Occupy Liberty Square
Il nostro movimento si allarga, l'esperienza di Zuccotti Park, cioè Liberty Square, ci sarà utile. La piazza era e rimane un punto di riferimento. Macché sporcizia e droga. Quella dell'igiene è ovviamente un pretesto. Prima che gli sbirri ci buttassero fuori, qui c'era molta collaborazione fra gli occupiers, la piazza era tenuta ben pulita, c'era un centro informatico munito di computer, generatori di corrente e router wireless, una cucina da centinaia di pasti al giorno, una biblioteca. Eravamo lì quando hanno scaraventato tutto nei camion della spazzatura. Tallonati dagli sbirri in tenuta antisommossa non abbiamo potuto fare niente. I libri erano già cinquemila, la tenda con gli scaffali ce l'aveva regalata Patti Smith. Qui il movimento raccoglieva persino soldi, cosa che in questo paese è sempre buon segno. Nella scatola delle offerte abbiamo trovato in un mese 150.000 dollari. Le donazioni sul conto corrente hanno superato il mezzo milione.
La piazza era presidiata di notte. Eravamo in due o trecento con le tende. Di giorno facevamo assemblee, un po' di spettacolo, molta controinformazione. È naturale che un movimento cerchi di avere un luogo che sia anche un punto di riferimento. L'avevano cercato e realizzato anche i greci in piazza Syntagma, gli egiziani in piazza Tahrir, gli spagnoli in piazza Puerta del Sol. All'inizio eravamo influenzati dagli altri movimenti, ma New York è una città un po' particolare ed è emerso il suo ambiente underground, liberal, anarcoide. Kalle Lasn dice che il movimento assomiglia un po' a quello del Sessantotto in Europa, che ha qualche tratto situazionista. Kalle ha fondato la rivista Adbusters. È stato uno dei promotori di Occupy Wall Street. Secondo noi sbaglia. Qui praticamente nessuno sa che cosa sia un situazionista. Figuriamoci poi un comunista. C'era un bel po' di ideologia nel movimento europeo, mentre la zuppa che serve il fast food di Zuccotti Park è fatta con un brodo pragmatista all'americana. Non c'è la ricetta e ogni giorno come viene viene. Oltre tutto il cuoco è nomade, un giorno è al Cairo, un giorno è ad Atene, un giorno è a Oakland.
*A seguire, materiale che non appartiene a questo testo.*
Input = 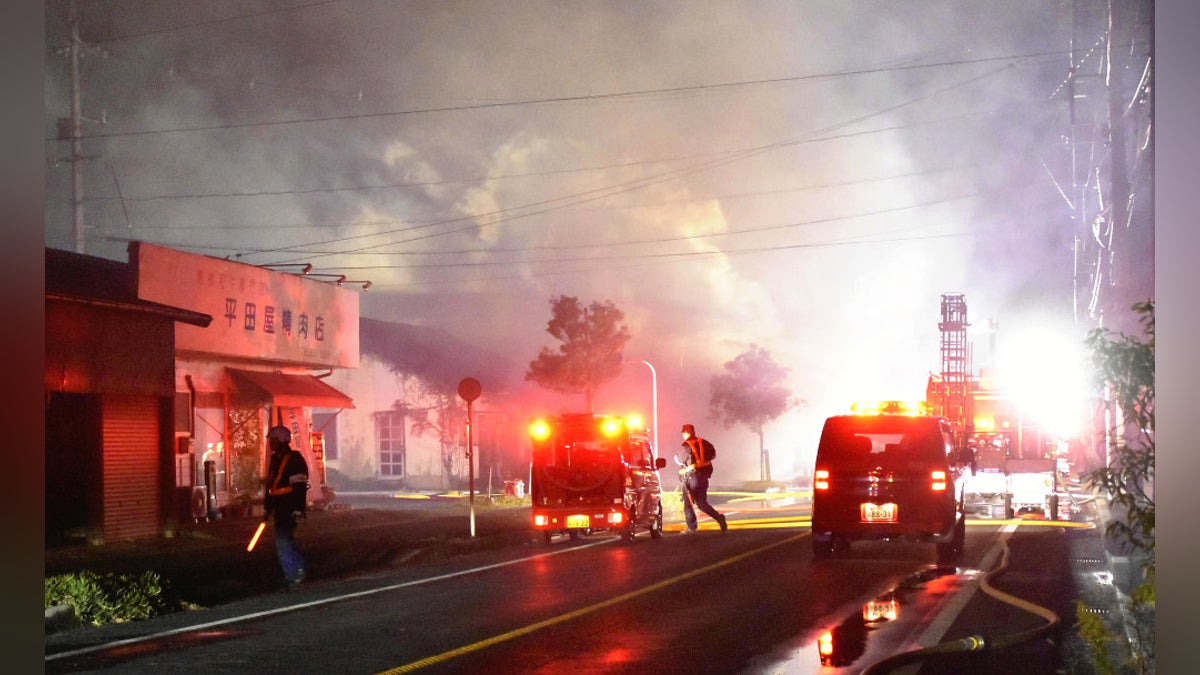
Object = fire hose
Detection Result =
[862,533,1060,675]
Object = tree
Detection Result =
[526,295,629,412]
[708,345,796,480]
[1076,300,1156,673]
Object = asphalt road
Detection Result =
[47,487,1128,674]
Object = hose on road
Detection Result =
[862,533,1061,675]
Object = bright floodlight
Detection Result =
[1002,328,1087,437]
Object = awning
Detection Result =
[227,368,354,408]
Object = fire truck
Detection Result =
[529,413,666,543]
[925,293,1060,520]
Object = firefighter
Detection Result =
[263,426,308,589]
[676,424,728,534]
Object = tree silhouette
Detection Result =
[526,295,629,412]
[708,345,797,480]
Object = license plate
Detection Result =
[862,502,896,522]
[863,601,900,623]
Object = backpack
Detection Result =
[696,436,716,464]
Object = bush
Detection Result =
[46,571,169,626]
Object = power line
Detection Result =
[54,49,1068,141]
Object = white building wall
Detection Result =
[325,354,466,490]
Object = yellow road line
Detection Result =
[379,532,809,675]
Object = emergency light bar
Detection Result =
[850,401,929,417]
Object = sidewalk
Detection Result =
[46,502,533,632]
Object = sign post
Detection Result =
[458,377,484,537]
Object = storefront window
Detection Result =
[376,411,406,478]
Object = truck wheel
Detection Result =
[937,518,967,565]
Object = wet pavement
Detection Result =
[46,485,1142,674]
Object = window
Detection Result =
[312,412,338,460]
[376,411,406,478]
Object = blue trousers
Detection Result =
[683,473,721,530]
[275,520,305,583]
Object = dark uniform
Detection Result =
[263,426,308,586]
[678,424,728,532]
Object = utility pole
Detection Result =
[59,0,103,253]
[67,0,84,253]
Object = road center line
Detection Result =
[379,532,810,675]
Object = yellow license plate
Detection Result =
[862,502,896,522]
[863,601,900,623]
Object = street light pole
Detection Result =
[642,360,662,456]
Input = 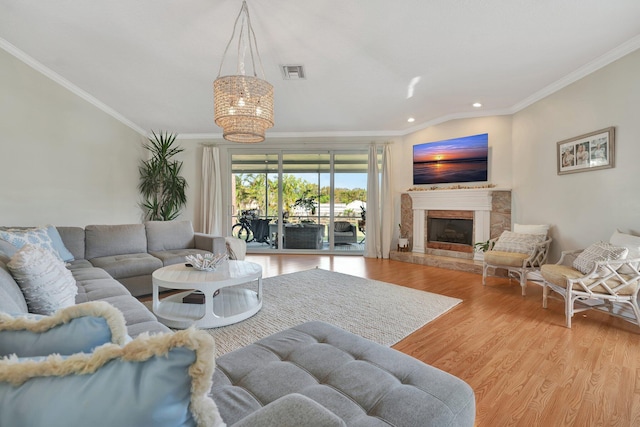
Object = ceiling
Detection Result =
[0,0,640,138]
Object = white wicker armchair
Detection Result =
[541,250,640,328]
[482,237,552,296]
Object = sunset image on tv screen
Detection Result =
[413,133,489,185]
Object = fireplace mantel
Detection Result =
[407,188,511,259]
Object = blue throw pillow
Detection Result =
[0,328,224,427]
[0,301,127,358]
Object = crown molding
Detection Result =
[510,35,640,114]
[0,37,148,136]
[5,35,640,140]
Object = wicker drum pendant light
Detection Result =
[213,1,273,143]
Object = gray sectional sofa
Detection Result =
[64,221,227,296]
[0,224,475,427]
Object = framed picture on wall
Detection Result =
[557,126,615,175]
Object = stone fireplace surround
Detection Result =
[391,188,511,272]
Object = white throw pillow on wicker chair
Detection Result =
[573,242,629,274]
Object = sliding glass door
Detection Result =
[231,150,367,253]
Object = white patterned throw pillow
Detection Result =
[609,230,640,274]
[573,242,629,274]
[493,231,546,254]
[7,245,78,315]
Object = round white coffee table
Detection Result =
[152,261,262,329]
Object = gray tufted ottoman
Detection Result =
[211,322,475,427]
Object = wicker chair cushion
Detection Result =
[493,231,546,255]
[540,264,638,295]
[484,251,529,267]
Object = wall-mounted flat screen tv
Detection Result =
[413,133,489,185]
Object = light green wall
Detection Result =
[0,40,640,258]
[513,50,640,261]
[0,49,144,226]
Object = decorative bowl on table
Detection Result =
[185,254,228,271]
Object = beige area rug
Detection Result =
[145,269,462,356]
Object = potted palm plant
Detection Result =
[138,131,187,221]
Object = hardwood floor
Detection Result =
[247,255,640,427]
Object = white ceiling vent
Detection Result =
[282,65,306,80]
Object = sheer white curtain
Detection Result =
[364,143,393,258]
[201,145,223,236]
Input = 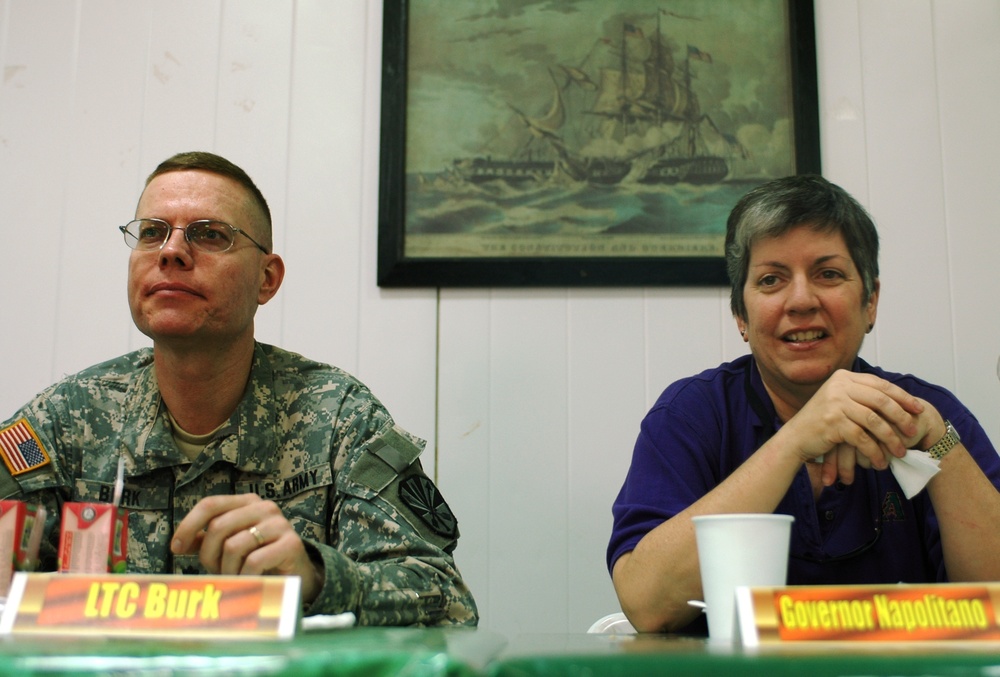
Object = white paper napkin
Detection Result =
[889,449,941,499]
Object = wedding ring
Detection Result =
[249,526,264,548]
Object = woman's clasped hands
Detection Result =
[781,369,945,486]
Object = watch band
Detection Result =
[927,421,962,461]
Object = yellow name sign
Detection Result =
[736,583,1000,646]
[0,573,300,639]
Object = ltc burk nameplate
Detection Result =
[736,583,1000,646]
[0,573,300,639]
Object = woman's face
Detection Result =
[737,225,878,410]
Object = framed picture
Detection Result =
[378,0,820,287]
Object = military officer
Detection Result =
[0,152,478,625]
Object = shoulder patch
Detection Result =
[399,475,458,538]
[0,418,52,476]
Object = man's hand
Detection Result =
[170,494,323,603]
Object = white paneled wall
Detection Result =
[0,0,1000,634]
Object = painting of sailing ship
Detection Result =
[383,0,812,284]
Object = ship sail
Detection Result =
[455,13,738,189]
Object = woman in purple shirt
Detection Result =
[608,176,1000,631]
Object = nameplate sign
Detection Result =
[0,573,301,640]
[736,583,1000,646]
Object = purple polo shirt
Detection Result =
[607,355,1000,585]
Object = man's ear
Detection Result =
[257,254,285,305]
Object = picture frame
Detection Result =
[377,0,821,287]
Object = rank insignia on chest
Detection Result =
[0,418,51,475]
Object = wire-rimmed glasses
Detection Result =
[118,219,269,254]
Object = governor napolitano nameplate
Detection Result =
[736,583,1000,647]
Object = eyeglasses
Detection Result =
[118,219,269,254]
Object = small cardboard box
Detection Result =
[0,501,45,597]
[59,503,128,574]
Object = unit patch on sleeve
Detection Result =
[0,418,51,475]
[399,475,458,538]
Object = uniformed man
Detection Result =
[0,152,478,625]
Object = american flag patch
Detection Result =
[0,418,50,475]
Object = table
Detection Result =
[0,628,505,677]
[487,634,1000,677]
[0,628,1000,677]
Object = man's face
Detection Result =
[128,170,283,347]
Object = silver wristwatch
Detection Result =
[927,421,962,461]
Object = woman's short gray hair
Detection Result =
[726,174,878,320]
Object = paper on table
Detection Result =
[302,611,357,631]
[889,449,941,499]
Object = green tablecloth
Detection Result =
[0,628,504,677]
[487,634,1000,677]
[0,628,1000,677]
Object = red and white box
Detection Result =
[59,503,128,574]
[0,501,45,597]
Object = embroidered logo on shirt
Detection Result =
[399,475,458,538]
[0,418,51,475]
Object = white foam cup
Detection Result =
[691,513,795,644]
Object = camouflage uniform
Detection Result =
[0,344,478,625]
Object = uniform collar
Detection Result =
[119,343,279,474]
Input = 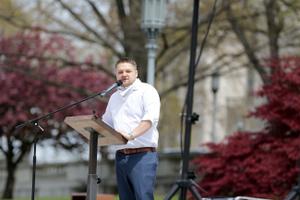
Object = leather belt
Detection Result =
[117,147,156,155]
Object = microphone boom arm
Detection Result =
[15,80,122,130]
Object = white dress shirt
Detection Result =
[102,79,160,150]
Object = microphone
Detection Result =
[100,80,123,97]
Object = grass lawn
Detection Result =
[3,195,171,200]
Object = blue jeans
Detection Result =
[116,152,158,200]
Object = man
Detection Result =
[102,58,160,200]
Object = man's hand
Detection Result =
[119,132,135,141]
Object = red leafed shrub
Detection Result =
[252,57,300,133]
[193,57,300,199]
[0,30,112,130]
[193,133,300,199]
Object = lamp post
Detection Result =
[211,70,220,142]
[141,0,166,85]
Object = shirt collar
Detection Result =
[118,78,141,96]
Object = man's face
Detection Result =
[116,62,138,87]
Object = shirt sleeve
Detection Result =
[102,101,113,127]
[142,86,160,126]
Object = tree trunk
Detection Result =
[2,158,16,199]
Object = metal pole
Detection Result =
[180,0,200,200]
[86,131,98,200]
[146,30,157,85]
[211,92,217,142]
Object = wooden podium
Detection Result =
[64,115,127,200]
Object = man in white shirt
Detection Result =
[102,58,160,200]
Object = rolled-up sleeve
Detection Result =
[142,86,160,126]
[102,102,113,127]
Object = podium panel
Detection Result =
[64,115,127,146]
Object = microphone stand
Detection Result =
[15,80,122,200]
[164,0,202,200]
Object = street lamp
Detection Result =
[211,70,220,142]
[141,0,166,85]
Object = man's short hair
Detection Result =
[115,57,138,69]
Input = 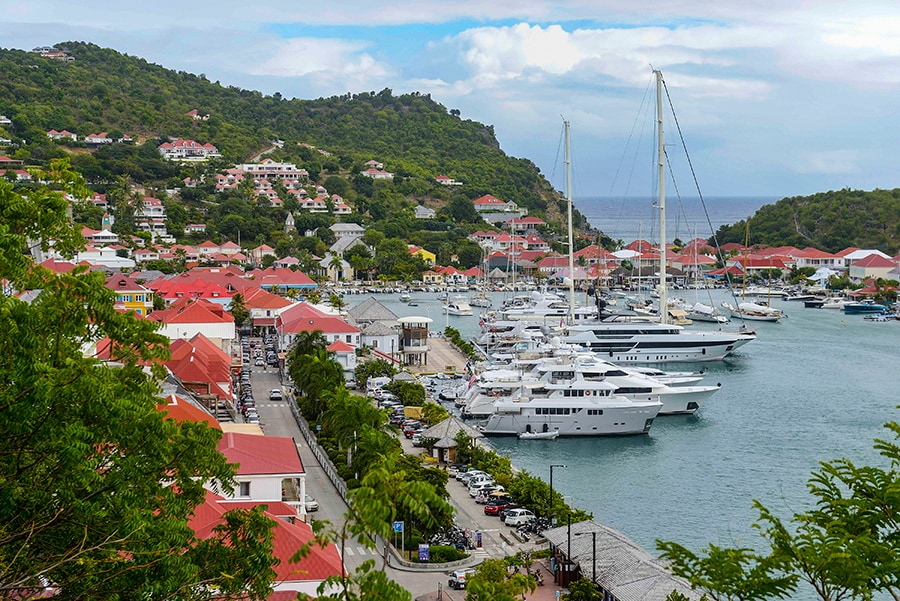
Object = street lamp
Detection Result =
[547,463,568,522]
[569,530,597,584]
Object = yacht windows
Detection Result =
[534,407,579,415]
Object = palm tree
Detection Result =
[328,254,344,283]
[328,292,347,311]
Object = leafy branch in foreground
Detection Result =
[295,456,450,601]
[657,412,900,601]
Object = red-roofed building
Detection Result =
[159,140,222,161]
[165,334,233,402]
[503,217,547,234]
[149,298,235,353]
[472,194,519,213]
[848,253,897,282]
[790,247,844,269]
[247,267,319,291]
[188,492,344,601]
[154,279,233,307]
[106,274,153,315]
[156,394,222,430]
[327,340,356,381]
[275,303,360,348]
[243,288,293,328]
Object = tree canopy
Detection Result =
[0,162,274,599]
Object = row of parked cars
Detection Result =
[450,465,535,528]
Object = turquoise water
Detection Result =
[346,291,900,572]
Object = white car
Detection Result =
[503,509,534,526]
[469,480,497,497]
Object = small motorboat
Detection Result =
[519,430,559,440]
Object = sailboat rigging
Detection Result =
[564,70,756,363]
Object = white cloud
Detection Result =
[793,149,863,175]
[255,38,389,78]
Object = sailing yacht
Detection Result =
[564,71,756,363]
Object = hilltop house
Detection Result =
[159,140,222,162]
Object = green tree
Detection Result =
[0,161,274,599]
[297,455,451,601]
[231,292,250,329]
[466,558,537,601]
[657,412,900,600]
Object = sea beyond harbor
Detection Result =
[345,290,900,599]
[574,196,779,243]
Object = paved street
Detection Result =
[243,356,550,599]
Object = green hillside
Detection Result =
[0,42,558,213]
[716,189,900,255]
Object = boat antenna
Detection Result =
[653,69,669,324]
[563,121,575,325]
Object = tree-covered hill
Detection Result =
[0,42,557,213]
[716,188,900,255]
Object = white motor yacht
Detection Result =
[447,296,472,315]
[482,381,662,436]
[563,314,756,363]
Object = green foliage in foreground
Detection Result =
[657,414,900,601]
[0,162,275,599]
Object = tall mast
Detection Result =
[563,121,575,324]
[653,70,669,323]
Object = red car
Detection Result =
[484,499,515,515]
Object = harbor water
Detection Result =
[345,290,900,580]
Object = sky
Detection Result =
[0,0,900,199]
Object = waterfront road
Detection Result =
[251,358,549,599]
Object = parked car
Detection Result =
[469,480,497,497]
[456,470,488,485]
[484,497,518,515]
[447,463,467,478]
[497,503,520,522]
[447,570,474,590]
[503,509,534,526]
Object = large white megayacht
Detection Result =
[458,352,719,417]
[482,380,662,436]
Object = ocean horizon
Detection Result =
[573,196,780,244]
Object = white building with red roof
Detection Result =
[148,298,235,353]
[275,303,360,348]
[472,194,520,213]
[848,252,897,282]
[165,334,234,402]
[326,340,356,381]
[47,129,78,142]
[158,140,222,162]
[188,492,344,601]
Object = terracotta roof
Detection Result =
[218,432,304,476]
[156,394,222,430]
[148,298,234,324]
[326,340,356,353]
[188,490,343,584]
[853,253,897,268]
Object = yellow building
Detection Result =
[409,246,437,265]
[106,274,153,315]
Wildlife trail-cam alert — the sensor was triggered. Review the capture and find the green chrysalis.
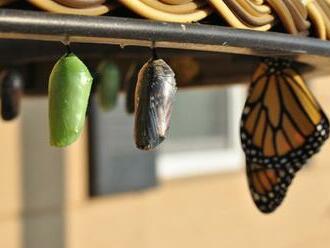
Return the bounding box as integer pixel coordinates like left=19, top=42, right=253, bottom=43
left=48, top=53, right=93, bottom=147
left=97, top=61, right=120, bottom=111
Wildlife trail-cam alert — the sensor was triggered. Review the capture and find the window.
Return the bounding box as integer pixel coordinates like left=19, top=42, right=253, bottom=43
left=90, top=86, right=245, bottom=195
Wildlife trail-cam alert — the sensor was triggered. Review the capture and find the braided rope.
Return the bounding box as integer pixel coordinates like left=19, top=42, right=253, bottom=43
left=0, top=0, right=330, bottom=39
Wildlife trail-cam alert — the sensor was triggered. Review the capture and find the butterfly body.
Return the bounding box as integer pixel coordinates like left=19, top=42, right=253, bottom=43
left=240, top=59, right=329, bottom=213
left=135, top=59, right=176, bottom=150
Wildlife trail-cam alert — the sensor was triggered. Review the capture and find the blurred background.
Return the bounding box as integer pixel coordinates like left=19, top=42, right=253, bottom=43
left=0, top=70, right=330, bottom=248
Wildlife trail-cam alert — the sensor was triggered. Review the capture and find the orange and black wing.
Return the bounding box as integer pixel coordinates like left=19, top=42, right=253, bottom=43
left=241, top=59, right=329, bottom=213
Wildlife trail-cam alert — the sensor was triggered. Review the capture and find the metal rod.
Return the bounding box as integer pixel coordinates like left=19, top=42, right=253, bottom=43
left=0, top=9, right=330, bottom=60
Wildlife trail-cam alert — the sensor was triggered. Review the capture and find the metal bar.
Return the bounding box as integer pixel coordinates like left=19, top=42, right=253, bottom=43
left=0, top=9, right=330, bottom=57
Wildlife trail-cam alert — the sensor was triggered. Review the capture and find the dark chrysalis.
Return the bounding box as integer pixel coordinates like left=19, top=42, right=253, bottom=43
left=134, top=58, right=176, bottom=150
left=124, top=64, right=139, bottom=114
left=1, top=70, right=23, bottom=121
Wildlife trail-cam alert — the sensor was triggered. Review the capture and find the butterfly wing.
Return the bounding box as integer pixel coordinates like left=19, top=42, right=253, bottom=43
left=241, top=60, right=329, bottom=213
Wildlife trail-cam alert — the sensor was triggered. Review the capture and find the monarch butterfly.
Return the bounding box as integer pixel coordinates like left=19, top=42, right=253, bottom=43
left=134, top=56, right=176, bottom=150
left=240, top=59, right=329, bottom=213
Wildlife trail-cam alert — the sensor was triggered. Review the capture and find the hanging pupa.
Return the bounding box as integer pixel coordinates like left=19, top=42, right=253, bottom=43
left=0, top=69, right=23, bottom=121
left=96, top=61, right=121, bottom=111
left=134, top=48, right=176, bottom=150
left=48, top=52, right=93, bottom=147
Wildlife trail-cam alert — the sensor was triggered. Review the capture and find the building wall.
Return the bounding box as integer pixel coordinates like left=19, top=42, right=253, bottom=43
left=0, top=75, right=330, bottom=248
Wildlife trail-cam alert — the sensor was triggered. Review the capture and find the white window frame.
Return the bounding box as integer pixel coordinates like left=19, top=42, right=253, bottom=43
left=156, top=85, right=246, bottom=180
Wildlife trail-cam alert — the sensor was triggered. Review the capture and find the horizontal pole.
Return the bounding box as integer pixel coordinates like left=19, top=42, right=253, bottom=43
left=0, top=9, right=330, bottom=60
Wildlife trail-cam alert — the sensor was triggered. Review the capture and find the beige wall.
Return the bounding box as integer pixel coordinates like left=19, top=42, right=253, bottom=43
left=0, top=78, right=330, bottom=248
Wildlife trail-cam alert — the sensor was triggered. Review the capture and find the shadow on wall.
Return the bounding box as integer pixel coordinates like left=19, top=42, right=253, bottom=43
left=21, top=97, right=65, bottom=248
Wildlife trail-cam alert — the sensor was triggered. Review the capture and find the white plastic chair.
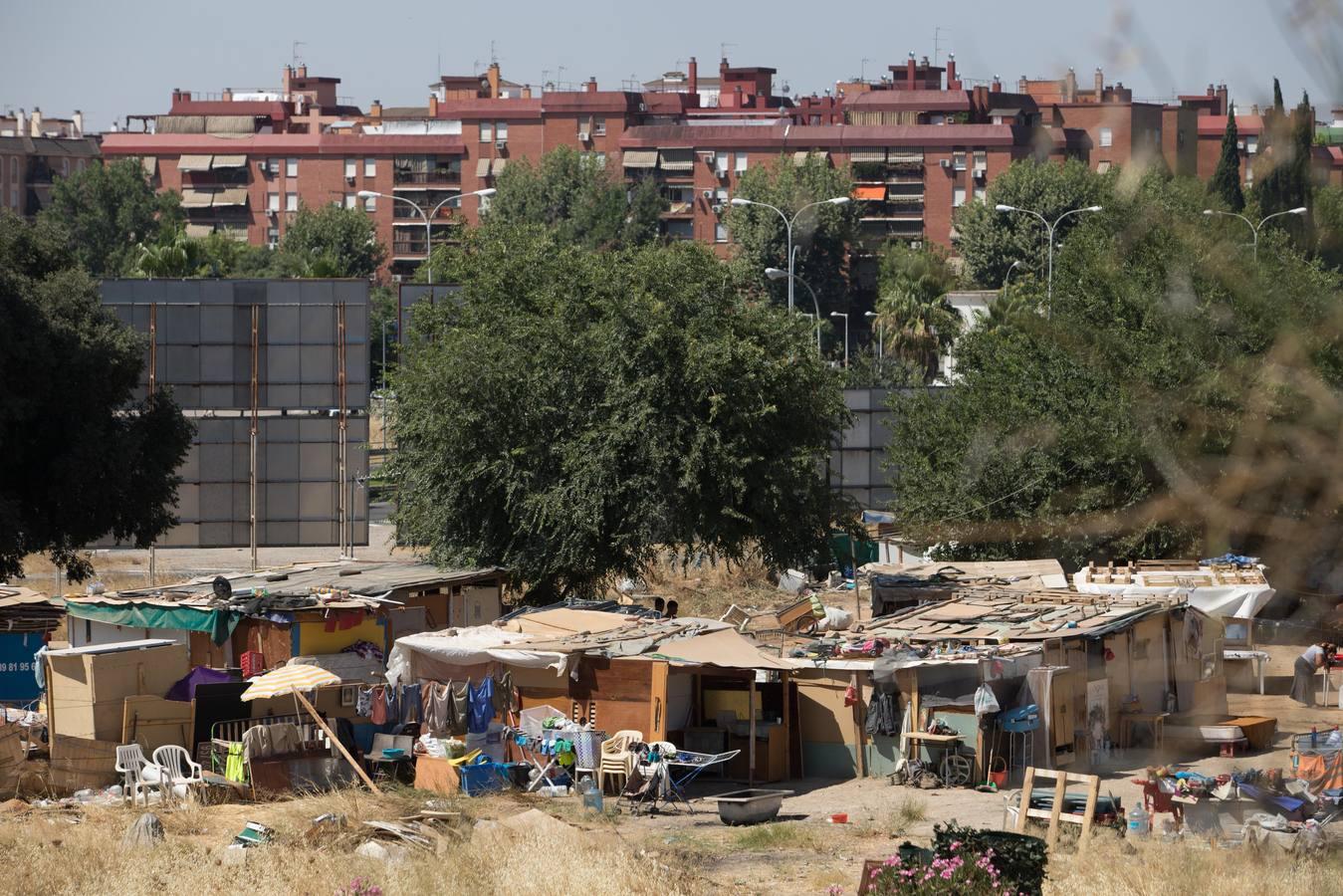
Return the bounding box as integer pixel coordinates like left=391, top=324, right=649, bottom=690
left=115, top=745, right=160, bottom=808
left=153, top=745, right=205, bottom=800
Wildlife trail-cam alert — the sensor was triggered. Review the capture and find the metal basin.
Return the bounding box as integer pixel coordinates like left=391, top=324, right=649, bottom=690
left=709, top=788, right=792, bottom=824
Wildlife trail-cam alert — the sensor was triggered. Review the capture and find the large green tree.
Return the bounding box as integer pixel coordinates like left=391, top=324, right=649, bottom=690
left=1208, top=108, right=1245, bottom=212
left=388, top=226, right=847, bottom=600
left=273, top=205, right=387, bottom=277
left=0, top=214, right=191, bottom=579
left=42, top=158, right=181, bottom=277
left=724, top=154, right=861, bottom=316
left=889, top=169, right=1343, bottom=587
left=955, top=158, right=1117, bottom=289
left=472, top=146, right=667, bottom=249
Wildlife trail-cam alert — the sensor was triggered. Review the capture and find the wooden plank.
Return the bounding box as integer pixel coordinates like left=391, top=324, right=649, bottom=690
left=1016, top=766, right=1035, bottom=834
left=1077, top=776, right=1100, bottom=853
left=1045, top=774, right=1067, bottom=849
left=294, top=691, right=382, bottom=795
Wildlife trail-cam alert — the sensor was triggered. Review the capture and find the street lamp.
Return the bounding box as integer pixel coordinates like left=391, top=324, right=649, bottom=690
left=994, top=203, right=1103, bottom=303
left=358, top=187, right=496, bottom=285
left=830, top=312, right=849, bottom=369
left=1204, top=205, right=1305, bottom=262
left=862, top=306, right=886, bottom=368
left=732, top=196, right=849, bottom=312
left=765, top=268, right=820, bottom=354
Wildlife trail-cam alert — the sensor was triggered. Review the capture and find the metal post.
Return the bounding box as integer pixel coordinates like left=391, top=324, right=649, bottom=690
left=247, top=305, right=261, bottom=572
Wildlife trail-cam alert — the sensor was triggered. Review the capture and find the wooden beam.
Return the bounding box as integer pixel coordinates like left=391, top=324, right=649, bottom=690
left=294, top=691, right=382, bottom=796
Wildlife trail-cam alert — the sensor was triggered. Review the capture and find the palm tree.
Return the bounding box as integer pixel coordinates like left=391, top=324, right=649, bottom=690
left=877, top=274, right=961, bottom=381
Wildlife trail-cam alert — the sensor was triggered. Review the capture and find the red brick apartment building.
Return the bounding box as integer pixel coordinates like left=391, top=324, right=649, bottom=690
left=103, top=54, right=1257, bottom=274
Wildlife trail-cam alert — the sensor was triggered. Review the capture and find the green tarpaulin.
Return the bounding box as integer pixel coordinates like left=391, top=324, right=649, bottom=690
left=66, top=600, right=243, bottom=645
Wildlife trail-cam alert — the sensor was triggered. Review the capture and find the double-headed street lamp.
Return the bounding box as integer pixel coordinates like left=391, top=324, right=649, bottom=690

A parte gli scherzi. Non è tutta ingenuità pragmatica quella riflessa dai cartelli e dai comunicati del nostro sito ufficiale. Noi mediamente ci crediamo nel motto "Stiamo impostando il primo giorno della nuova America". È una nostra idea fissa. Anche i fascisti neocons erano convinti di essere i precursori del nuovo secolo americano. Meno male che sono spariti. God bless America, noi non spariremo. Guarda il manifesto: una danzatrice leggera sul groppone del massiccio toro di Wall Street. Leggerezza contro pesantezza. Sarà una leggenda metropolitana, ma dicono che sia stato il gruppo di hacktivist Anonymus a lanciare l'idea di "invadere Manhattan" e di occupare Wall Street. Di fatto ha invitato tutti i suoi militanti ad appoggiare il movimento a fornirgli informazioni tecniche. Certe notizie diventano memi che si espandono ed evolvono. Anonymus ha promesso di attaccare i sistemi informatici di Wall Street, delle banche assassine e della polizia. Non è successo niente (la borsa è stata bloccata per un paio di minuti), ma con notizie come quella i media ci vanno a nozze. In realtà non c'è bisogno di essere geek per mettere in piedi una task force informatica. Siamo leggeri come i bit e attraverso il Web immateriale s'è formata la rete organizzata. Siamo nuovi e quindi rivoluzionari. L'avversario invece è vecchio, pachidermico, destinato a crepare.
Il nostro motto è: "Siamo il 99%". Non si sa quando è nato. Probabilmente nel 2010, quando è uscito il libro di DeGraw L'Elite economica contro il popolo americano. Ha attecchito subito. È una mezza verità statistica. È vero che in percentuale sulla popolazione siamo così numerosi, ma in due mesi di esistenza la nostra più riuscita mobilitazione a New York ha portato in piazza al massimo 40.000 persone. Non sono molte per una metropoli che ha undici milioni di abitanti. Il risultato maggiore però è la diffusione intorno al mondo. Un'onda che non abbiamo creato noi, s'è formata da sé a partire dal movimento arabo. Noi siamo un prodotto di questo tsunami, sarebbe bene che i nostri avversari lo tenessero presente. La mobilitazione del 15 ottobre, a un mese dalla nostra formazione, aveva chiamato in piazza forse dieci milioni di persone in un migliaio di città di 80 paesi. Il nostro sito conta adesso 2.600 comunità in ogni parte del mondo con 21.000 aderenti. In due mesi non è male.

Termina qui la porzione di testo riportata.